Until the key mechanisms of Long COVID are elucidated and curative therapies developed, individuals living with this episodic disability must have access to high-quality, evidence-based, condition-specific interventions aimed at alleviating and managing their symptoms. To support these global efforts, sustained commitment and investment from governments, policymakers, and research funding bodies are essential to prevent the emergence of substantial public health and socioeconomic burdens. Accordingly, in Table 1, we propose key research priorities necessary for advancing mechanistic knowledge, which can inform the development of condition-specific diagnostic approaches and care pathways that incorporate effective treatment and management strategies.

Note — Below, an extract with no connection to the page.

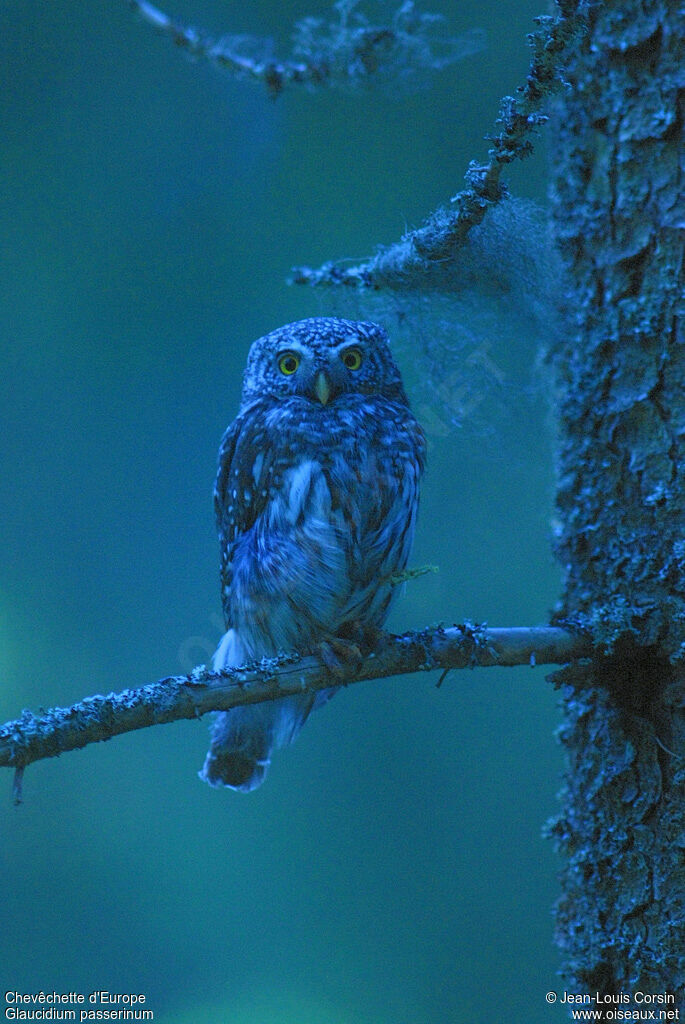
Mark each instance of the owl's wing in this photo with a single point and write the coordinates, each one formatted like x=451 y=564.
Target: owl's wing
x=242 y=485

Table 1 A table summarising some important research/knowledge gaps that could improve the pathophysiological understanding of Long COVID

Conclusion

Long COVID represents a significant and complex global health challenge, characterised by a wide spectrum of persistent symptoms driven by multifactorial pathophysiological mechanisms. Although research has advanced considerably, critical gaps remain in identifying definitive diagnostic biomarkers, fully understanding disease mechanisms, and developing effective treatments. The intricate interplay between immune dysregulation, endothelial dysfunction, viral persistence, and coagulation abnormalities underscores the necessity for interdisciplinary research to unravel the underlying pathways of Long COVID. Future research must prioritise large-scale, rigorously controlled studies to establish pathology-specific biomarker profiles, refine diagnostic criteria, and develop targeted therapeutic interventions. Addressing the heterogeneity of Long COVID through precision medicine approaches will be crucial for improving patient stratification and optimising treatment strategies. Moreover, sustained investment and international collaboration are essential to alleviate the long-term health and socioeconomic impacts of this condition. Until curative therapies emerge, emphasis on evidence-based symptom management, early diagnosis, and patient-centred care remains vital to enhancing quality of life and reducing disease burden. As Long COVID research stands at a critical crossroads, bridging these knowledge gaps will not only revolutionise care for those affected but also provide valuable insights into other post-viral syndromes and chronic inflammatory diseases.